A la recherche d’un lieu insolite et décontracté de plusieurs hectares où venir boire une bière cet été? C’est tout trouvé. L’adresse ne sent pas le sexy : 26ter rue Ordener dans le 18e arrondissement, juste à côté du métro Marcadet-Poissonniers. Certes, rien à voir avec la Cité de la mode tendance sous laquelle le bar éphémère Ground Control s’était installé avec succès précédemment. C’est donc rue Ordener, dans un quartier très populaire du Nord-est de Paris que le bar éphémère resurgit et pour son plus grand bien. Baptisé « Grand Train », le projet mené par Ground Control et la SNCF s’est transporté sur un ancien site ferroviaire, voué à la démolition.

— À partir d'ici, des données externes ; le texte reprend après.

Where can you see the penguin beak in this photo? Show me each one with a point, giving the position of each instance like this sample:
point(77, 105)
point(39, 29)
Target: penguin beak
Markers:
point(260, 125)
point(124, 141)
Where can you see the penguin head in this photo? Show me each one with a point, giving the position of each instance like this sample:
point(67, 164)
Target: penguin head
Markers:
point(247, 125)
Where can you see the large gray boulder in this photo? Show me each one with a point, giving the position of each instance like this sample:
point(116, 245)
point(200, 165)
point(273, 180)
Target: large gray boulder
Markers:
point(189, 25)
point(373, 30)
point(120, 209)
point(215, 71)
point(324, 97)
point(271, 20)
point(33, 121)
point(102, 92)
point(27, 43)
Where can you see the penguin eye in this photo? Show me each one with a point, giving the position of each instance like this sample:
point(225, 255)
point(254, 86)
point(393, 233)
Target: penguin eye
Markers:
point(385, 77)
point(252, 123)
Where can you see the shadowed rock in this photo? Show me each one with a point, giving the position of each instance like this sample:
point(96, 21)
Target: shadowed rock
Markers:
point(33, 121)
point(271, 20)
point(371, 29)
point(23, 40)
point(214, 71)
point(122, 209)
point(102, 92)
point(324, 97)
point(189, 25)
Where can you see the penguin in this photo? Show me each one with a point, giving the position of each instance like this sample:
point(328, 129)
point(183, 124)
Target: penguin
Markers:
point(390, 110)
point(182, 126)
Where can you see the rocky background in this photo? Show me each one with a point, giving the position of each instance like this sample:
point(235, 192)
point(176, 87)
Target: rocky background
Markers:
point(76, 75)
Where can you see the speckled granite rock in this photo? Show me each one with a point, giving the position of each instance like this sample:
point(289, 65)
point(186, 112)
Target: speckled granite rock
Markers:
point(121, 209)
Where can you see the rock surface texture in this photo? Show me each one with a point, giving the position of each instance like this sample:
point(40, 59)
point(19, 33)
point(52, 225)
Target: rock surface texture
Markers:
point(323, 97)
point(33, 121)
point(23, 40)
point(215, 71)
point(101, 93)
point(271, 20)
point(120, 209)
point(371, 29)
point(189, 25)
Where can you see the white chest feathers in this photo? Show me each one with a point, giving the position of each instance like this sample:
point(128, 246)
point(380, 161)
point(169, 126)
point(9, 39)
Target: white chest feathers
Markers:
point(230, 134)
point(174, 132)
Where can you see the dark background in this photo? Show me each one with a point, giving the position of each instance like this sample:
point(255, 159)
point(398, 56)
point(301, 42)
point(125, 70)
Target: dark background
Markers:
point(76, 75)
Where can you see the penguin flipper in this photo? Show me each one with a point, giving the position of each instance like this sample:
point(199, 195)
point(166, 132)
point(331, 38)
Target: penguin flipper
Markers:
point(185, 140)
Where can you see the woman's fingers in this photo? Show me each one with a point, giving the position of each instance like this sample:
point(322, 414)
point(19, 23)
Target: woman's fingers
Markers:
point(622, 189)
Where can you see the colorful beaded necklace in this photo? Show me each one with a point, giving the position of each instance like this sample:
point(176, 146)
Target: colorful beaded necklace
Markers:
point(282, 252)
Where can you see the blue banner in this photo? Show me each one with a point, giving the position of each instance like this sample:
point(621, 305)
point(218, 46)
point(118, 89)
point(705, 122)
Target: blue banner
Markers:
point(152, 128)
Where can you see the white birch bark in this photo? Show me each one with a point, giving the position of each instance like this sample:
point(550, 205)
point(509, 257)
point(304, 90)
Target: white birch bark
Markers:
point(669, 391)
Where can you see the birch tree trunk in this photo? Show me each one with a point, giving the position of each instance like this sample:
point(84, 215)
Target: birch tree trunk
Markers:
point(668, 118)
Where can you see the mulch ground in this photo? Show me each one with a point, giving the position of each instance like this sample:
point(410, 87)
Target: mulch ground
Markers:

(Photo ci-dessus: Gérard Donnat)
La grille d’entrée ne paie pas de mine mais un grand panneau signale que « Grand Train » c’est ici. Après une fouille débonnaire des sacs, effectuée par deux gardes sculpturaux, on descend un escalier et on débarque dans l’ancien dépôt de La Chapelle. Créé en 1845, il a longtemps été affecté à l’entretien et à la réparation des locomotives de la zone Gare du Nord. Il a définitivement fermé en 2013 étant inadapté aux rames modernes.
Que faire de 5 hectares d’entrepôts qui ont perdu leur raison d’être au cœur de Paris ? La réflexion a été menée bon train. Conduite par SNCF Immobilier via sa filiale Espaces ferroviaires, en concertation avec la Ville de Paris, la mairie du 18e ainsi que les associations et riverains, elle a débouché sur un projet multidirectionnel de reconversion à l’horizon 2020-2023. Une partie de l’entrepôt donnera naissance à la reconstitution de 5 voies de remisage de trains et, un nouveau quartier de 3,7 hectares verra le jour avec 500 logements, des commerces, des équipements publics (crèches et écoles) et un jardin.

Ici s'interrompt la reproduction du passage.